维也纳的深秋,街道上铺满了金黄的落叶。
我刚从当地的一家手工市集走出来。
手里拿着一袋新鲜出炉的牛角包,还有一束沾着露水的小苍兰。
转过街角的时候,我停住了脚步。
楚墨言站在我公寓楼下的路灯旁。
他穿着一件单薄的大衣,头发有些凌乱,眼底满是红血丝。
整个人瘦了一大圈,再也没有了那种高高在上的艺术家气质。
看到我的那一刻,他的眼睛猛地亮了起来。
像是一个在沙漠里走了很久的人,终于看到了绿洲。
“镜心。”他声音颤抖着叫我的名字。
我平静地看着他。
“你怎么找到这里的。”
“我找了你很久”他几乎是踉跄着走到我面前,想要伸手拉我。
我往后退了半步,避开了他的手。
他动作僵在半空中,眼底闪过一丝受伤。
“你来干什么。
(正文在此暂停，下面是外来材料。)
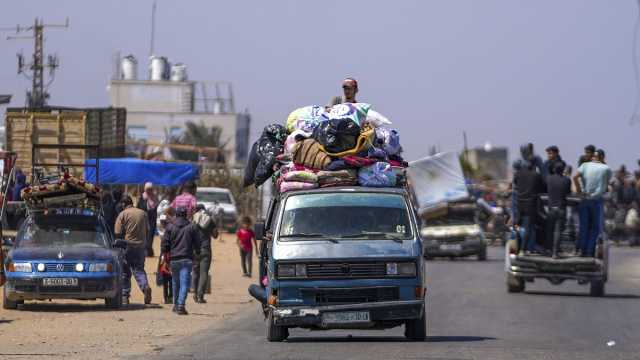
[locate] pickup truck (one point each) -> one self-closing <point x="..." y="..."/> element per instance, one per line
<point x="521" y="269"/>
<point x="342" y="258"/>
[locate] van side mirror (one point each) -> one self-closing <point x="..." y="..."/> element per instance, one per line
<point x="120" y="244"/>
<point x="259" y="230"/>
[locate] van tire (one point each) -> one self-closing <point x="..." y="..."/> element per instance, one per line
<point x="482" y="254"/>
<point x="596" y="288"/>
<point x="514" y="284"/>
<point x="416" y="330"/>
<point x="275" y="333"/>
<point x="6" y="303"/>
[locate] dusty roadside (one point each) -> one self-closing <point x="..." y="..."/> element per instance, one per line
<point x="82" y="330"/>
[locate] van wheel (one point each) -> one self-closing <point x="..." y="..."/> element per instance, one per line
<point x="6" y="303"/>
<point x="482" y="255"/>
<point x="597" y="288"/>
<point x="416" y="330"/>
<point x="275" y="333"/>
<point x="514" y="284"/>
<point x="114" y="302"/>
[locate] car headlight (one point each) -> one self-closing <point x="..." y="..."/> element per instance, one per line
<point x="292" y="270"/>
<point x="401" y="269"/>
<point x="100" y="267"/>
<point x="19" y="267"/>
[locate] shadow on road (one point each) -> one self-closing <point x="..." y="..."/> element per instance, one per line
<point x="79" y="308"/>
<point x="576" y="294"/>
<point x="365" y="339"/>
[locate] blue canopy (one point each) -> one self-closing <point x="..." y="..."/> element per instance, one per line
<point x="125" y="171"/>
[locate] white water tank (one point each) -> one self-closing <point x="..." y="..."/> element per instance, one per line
<point x="159" y="68"/>
<point x="179" y="72"/>
<point x="129" y="68"/>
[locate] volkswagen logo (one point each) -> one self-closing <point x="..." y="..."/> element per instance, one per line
<point x="345" y="268"/>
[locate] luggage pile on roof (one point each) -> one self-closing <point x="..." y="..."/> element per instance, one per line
<point x="344" y="145"/>
<point x="67" y="190"/>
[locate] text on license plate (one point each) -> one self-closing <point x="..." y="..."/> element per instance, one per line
<point x="60" y="282"/>
<point x="346" y="317"/>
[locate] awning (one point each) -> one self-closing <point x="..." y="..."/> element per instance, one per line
<point x="129" y="171"/>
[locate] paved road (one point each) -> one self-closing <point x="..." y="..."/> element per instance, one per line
<point x="471" y="316"/>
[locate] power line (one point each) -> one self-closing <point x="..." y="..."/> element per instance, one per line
<point x="636" y="68"/>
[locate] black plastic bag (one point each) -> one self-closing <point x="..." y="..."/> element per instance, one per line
<point x="263" y="155"/>
<point x="337" y="135"/>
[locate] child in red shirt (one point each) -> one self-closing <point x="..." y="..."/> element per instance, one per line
<point x="246" y="239"/>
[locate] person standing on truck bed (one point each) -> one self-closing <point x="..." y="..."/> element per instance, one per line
<point x="558" y="188"/>
<point x="592" y="181"/>
<point x="349" y="89"/>
<point x="132" y="226"/>
<point x="529" y="185"/>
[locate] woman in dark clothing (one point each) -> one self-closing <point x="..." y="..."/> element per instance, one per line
<point x="148" y="202"/>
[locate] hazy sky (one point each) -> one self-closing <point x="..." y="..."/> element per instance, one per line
<point x="506" y="71"/>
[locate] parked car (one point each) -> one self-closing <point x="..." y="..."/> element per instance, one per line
<point x="454" y="232"/>
<point x="63" y="253"/>
<point x="347" y="258"/>
<point x="221" y="204"/>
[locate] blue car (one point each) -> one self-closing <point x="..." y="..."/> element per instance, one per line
<point x="63" y="254"/>
<point x="343" y="258"/>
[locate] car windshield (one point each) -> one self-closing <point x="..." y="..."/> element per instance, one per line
<point x="220" y="197"/>
<point x="62" y="231"/>
<point x="355" y="215"/>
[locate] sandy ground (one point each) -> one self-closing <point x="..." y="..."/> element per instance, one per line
<point x="85" y="329"/>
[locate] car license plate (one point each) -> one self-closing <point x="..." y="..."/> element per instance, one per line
<point x="60" y="282"/>
<point x="346" y="317"/>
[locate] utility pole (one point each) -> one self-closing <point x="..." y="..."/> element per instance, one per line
<point x="37" y="97"/>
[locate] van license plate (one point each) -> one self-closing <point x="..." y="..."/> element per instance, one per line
<point x="60" y="282"/>
<point x="346" y="317"/>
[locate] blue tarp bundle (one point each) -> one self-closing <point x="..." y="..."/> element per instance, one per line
<point x="125" y="171"/>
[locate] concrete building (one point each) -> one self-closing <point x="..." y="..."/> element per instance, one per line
<point x="159" y="108"/>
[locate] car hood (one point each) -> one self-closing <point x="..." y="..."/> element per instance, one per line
<point x="80" y="254"/>
<point x="316" y="249"/>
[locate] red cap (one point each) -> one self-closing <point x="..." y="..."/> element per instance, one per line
<point x="350" y="82"/>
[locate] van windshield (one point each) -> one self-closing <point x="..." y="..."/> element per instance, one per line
<point x="62" y="231"/>
<point x="355" y="215"/>
<point x="210" y="197"/>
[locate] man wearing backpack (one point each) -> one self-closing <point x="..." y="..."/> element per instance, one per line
<point x="181" y="240"/>
<point x="207" y="227"/>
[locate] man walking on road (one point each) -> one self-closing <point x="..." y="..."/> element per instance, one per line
<point x="592" y="181"/>
<point x="208" y="229"/>
<point x="132" y="226"/>
<point x="187" y="199"/>
<point x="181" y="240"/>
<point x="148" y="202"/>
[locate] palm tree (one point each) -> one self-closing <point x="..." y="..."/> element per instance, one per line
<point x="200" y="135"/>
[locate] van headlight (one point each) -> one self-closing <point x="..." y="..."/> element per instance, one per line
<point x="292" y="270"/>
<point x="401" y="269"/>
<point x="19" y="267"/>
<point x="100" y="267"/>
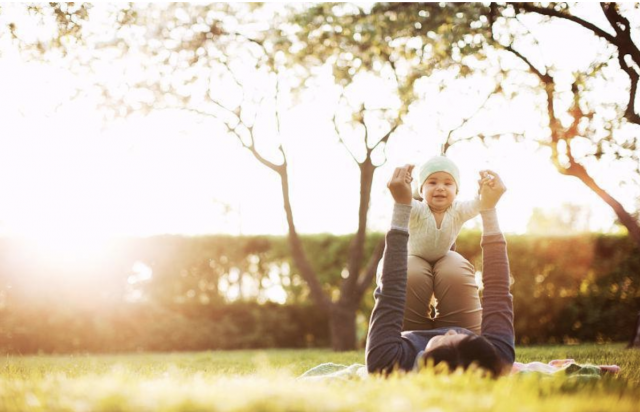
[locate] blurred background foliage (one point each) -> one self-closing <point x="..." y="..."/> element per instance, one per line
<point x="219" y="292"/>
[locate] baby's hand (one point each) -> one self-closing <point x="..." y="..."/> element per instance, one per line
<point x="491" y="188"/>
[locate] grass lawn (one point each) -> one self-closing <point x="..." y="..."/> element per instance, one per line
<point x="266" y="381"/>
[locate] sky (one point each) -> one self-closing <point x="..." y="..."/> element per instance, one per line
<point x="66" y="177"/>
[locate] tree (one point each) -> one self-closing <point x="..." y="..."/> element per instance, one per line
<point x="213" y="62"/>
<point x="585" y="129"/>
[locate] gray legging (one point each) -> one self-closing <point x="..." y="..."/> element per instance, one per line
<point x="451" y="281"/>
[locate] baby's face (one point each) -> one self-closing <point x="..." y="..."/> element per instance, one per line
<point x="439" y="191"/>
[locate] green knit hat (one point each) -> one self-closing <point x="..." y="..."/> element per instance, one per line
<point x="433" y="165"/>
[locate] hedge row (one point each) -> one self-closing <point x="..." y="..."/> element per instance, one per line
<point x="566" y="289"/>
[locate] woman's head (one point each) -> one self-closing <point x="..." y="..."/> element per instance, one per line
<point x="461" y="351"/>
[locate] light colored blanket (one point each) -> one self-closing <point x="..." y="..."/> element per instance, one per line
<point x="357" y="371"/>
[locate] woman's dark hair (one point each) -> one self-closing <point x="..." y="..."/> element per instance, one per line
<point x="470" y="350"/>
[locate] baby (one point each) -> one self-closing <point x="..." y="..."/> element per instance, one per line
<point x="435" y="222"/>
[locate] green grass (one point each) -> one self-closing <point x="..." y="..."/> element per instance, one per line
<point x="266" y="381"/>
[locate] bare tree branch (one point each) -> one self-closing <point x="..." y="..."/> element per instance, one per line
<point x="530" y="7"/>
<point x="448" y="142"/>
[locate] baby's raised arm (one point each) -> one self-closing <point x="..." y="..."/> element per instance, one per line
<point x="491" y="189"/>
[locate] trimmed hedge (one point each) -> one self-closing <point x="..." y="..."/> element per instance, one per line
<point x="566" y="289"/>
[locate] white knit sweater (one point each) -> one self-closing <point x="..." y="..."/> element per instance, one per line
<point x="429" y="242"/>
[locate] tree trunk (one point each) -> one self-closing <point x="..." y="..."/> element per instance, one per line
<point x="624" y="217"/>
<point x="342" y="325"/>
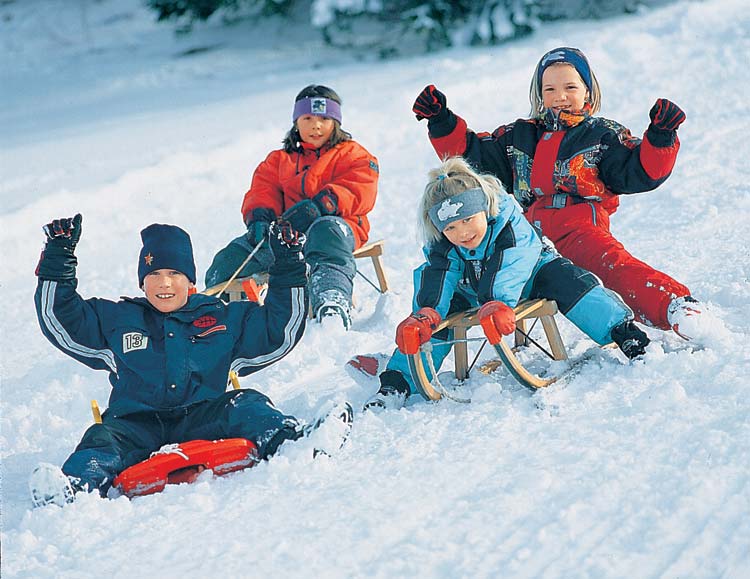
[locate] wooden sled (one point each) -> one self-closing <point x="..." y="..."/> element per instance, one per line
<point x="183" y="462"/>
<point x="253" y="287"/>
<point x="541" y="309"/>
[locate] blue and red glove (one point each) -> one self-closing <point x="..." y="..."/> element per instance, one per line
<point x="497" y="320"/>
<point x="257" y="231"/>
<point x="666" y="116"/>
<point x="285" y="242"/>
<point x="430" y="104"/>
<point x="416" y="330"/>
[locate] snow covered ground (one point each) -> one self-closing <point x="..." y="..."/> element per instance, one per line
<point x="626" y="470"/>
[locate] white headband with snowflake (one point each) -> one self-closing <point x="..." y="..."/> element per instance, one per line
<point x="458" y="207"/>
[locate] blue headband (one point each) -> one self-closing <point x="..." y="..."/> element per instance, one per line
<point x="458" y="207"/>
<point x="318" y="106"/>
<point x="571" y="56"/>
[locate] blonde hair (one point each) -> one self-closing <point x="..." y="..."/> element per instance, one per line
<point x="537" y="100"/>
<point x="452" y="178"/>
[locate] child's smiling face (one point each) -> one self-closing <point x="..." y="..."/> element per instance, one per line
<point x="315" y="130"/>
<point x="166" y="289"/>
<point x="468" y="232"/>
<point x="563" y="88"/>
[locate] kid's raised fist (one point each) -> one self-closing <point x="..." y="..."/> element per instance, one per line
<point x="430" y="103"/>
<point x="666" y="115"/>
<point x="416" y="330"/>
<point x="497" y="320"/>
<point x="65" y="231"/>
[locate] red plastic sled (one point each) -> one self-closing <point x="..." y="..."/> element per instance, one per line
<point x="182" y="463"/>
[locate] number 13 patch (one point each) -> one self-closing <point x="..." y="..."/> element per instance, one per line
<point x="134" y="341"/>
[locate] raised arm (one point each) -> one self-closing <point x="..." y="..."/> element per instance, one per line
<point x="68" y="321"/>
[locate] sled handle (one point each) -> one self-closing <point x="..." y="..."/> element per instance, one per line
<point x="95" y="412"/>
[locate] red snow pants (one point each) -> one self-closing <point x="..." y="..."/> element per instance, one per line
<point x="581" y="233"/>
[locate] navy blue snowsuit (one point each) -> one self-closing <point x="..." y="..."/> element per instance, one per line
<point x="169" y="371"/>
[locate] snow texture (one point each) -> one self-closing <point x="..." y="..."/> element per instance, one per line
<point x="626" y="469"/>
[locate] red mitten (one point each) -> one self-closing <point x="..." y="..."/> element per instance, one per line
<point x="498" y="320"/>
<point x="416" y="330"/>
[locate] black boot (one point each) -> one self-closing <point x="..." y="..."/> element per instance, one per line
<point x="631" y="339"/>
<point x="393" y="392"/>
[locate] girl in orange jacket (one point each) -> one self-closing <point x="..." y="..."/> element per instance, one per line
<point x="323" y="183"/>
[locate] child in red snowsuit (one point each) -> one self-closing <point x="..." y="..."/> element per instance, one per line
<point x="567" y="168"/>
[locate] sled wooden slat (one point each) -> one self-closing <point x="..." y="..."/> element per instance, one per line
<point x="374" y="251"/>
<point x="542" y="309"/>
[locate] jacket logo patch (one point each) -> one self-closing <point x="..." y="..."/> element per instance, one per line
<point x="134" y="341"/>
<point x="221" y="328"/>
<point x="205" y="322"/>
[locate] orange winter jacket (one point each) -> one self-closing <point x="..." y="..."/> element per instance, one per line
<point x="348" y="170"/>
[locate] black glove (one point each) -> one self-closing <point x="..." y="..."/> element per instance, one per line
<point x="666" y="116"/>
<point x="289" y="268"/>
<point x="302" y="214"/>
<point x="327" y="202"/>
<point x="257" y="231"/>
<point x="58" y="261"/>
<point x="430" y="104"/>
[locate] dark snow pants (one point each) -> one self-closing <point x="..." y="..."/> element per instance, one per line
<point x="117" y="443"/>
<point x="328" y="250"/>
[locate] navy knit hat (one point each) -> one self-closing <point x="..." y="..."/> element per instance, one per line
<point x="571" y="56"/>
<point x="165" y="247"/>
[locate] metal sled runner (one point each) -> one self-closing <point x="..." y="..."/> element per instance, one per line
<point x="252" y="288"/>
<point x="531" y="310"/>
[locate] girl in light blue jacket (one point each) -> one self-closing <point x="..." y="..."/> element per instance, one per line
<point x="482" y="252"/>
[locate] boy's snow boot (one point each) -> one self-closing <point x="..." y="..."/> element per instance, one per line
<point x="334" y="305"/>
<point x="48" y="485"/>
<point x="631" y="339"/>
<point x="330" y="430"/>
<point x="392" y="395"/>
<point x="693" y="321"/>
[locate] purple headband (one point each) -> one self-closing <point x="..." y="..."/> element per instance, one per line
<point x="571" y="56"/>
<point x="319" y="106"/>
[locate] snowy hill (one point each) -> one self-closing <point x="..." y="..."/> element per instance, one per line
<point x="626" y="470"/>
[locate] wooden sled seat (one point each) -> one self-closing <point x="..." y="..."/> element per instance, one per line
<point x="530" y="310"/>
<point x="253" y="287"/>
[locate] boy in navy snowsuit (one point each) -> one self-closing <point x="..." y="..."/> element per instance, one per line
<point x="169" y="354"/>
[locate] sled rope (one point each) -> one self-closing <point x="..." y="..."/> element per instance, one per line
<point x="427" y="349"/>
<point x="239" y="269"/>
<point x="474" y="361"/>
<point x="367" y="279"/>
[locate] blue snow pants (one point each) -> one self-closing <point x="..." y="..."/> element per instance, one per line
<point x="117" y="443"/>
<point x="580" y="297"/>
<point x="328" y="251"/>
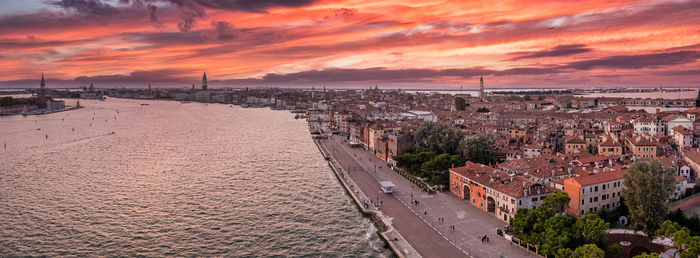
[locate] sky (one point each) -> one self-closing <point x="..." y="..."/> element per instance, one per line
<point x="350" y="43"/>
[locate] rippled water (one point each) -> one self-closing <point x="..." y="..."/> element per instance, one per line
<point x="174" y="179"/>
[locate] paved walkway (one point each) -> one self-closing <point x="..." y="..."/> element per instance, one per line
<point x="419" y="223"/>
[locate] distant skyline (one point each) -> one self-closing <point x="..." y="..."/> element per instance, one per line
<point x="353" y="43"/>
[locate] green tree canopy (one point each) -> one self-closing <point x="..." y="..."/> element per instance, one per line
<point x="589" y="251"/>
<point x="460" y="104"/>
<point x="592" y="228"/>
<point x="478" y="148"/>
<point x="439" y="138"/>
<point x="647" y="187"/>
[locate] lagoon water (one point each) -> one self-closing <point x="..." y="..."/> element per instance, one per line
<point x="173" y="180"/>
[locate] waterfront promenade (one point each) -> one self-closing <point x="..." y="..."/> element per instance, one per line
<point x="419" y="224"/>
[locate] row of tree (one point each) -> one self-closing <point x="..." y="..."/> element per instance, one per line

”我换了一只手拿牛角包。
“我来接你回家。”他急切地说,“镜心,我知道错了。我真的知道错了。”
他慌乱地从大衣口袋里掏出一个黑色的丝绒盒子。
打开。
里面是一只用紫铜打造的风铃。
造型极其精巧,铃片薄如蝉翼。
最下面的一枚铃片上,清晰地刻着“镜心”两个字。
“你看,我给你做了风铃。你以前不是说想听夏天的声音吗。这只是我用了最好的材料,熬了两个通宵打磨出来的。”
他双手捧着那个盒子,像捧着自己的心。
“你跟我回去好不好。我把工坊里所有关于梅疏影的东西都扔了,我以后再也不会见她了。”
他又掏出一份厚厚的文件。
“这是我的财产转让协议。国内的房子、车子、还有工作室的股份,我全都转到你名下。”
他眼眶通红,声音近乎哀求。
“镜心,只要你原谅我,你让我干什么都行。”
我静静地看着他手里的风铃。
黄铜的质感很好,字也刻得很深。
但我心里没有一丝波澜。
“楚墨言。”我叫他的全名。
“我在。”他像个等待审判的囚徒。
“你记不记得我第一次求你给我做风铃,是什么时候。”
他愣住了。
“是六年前,我们最穷的时候。”我替他回答。
“那时候我只想要一片废弃的边角料,随便打磨一下,挂在窗户上听个响。”
我看着他渐渐苍白的脸。
“可是你手里拿着砂纸,连头都没抬。你说,你的作品只供展览收藏,不做私人定制。”
“那是以前我混蛋。现在”
“现在不需要了。”
我打断他。
“楚墨言,你晚了六年。”
我把目光从那个风铃上移开,看向他身后那条长长的街道。
“那些我最需要你偏爱的时候,你都理直气壮地给了别人。”
“现在我不想要了,你把命给我,我也觉得多余。”
他高大的身躯猛地晃了一下,像是一瞬间被抽干了所有的力气。
“镜心”
“文件我会找当地的律师对接,我该拿的钱,我一分都不会少拿。”
我转过身,走向公寓的大门。
“回去吧。我们之间,到此为止了。”
我没有回头。
身后的街道上,只有落叶被风卷起的声音。
他站在原地,永远留在了那阵没有回音的风里。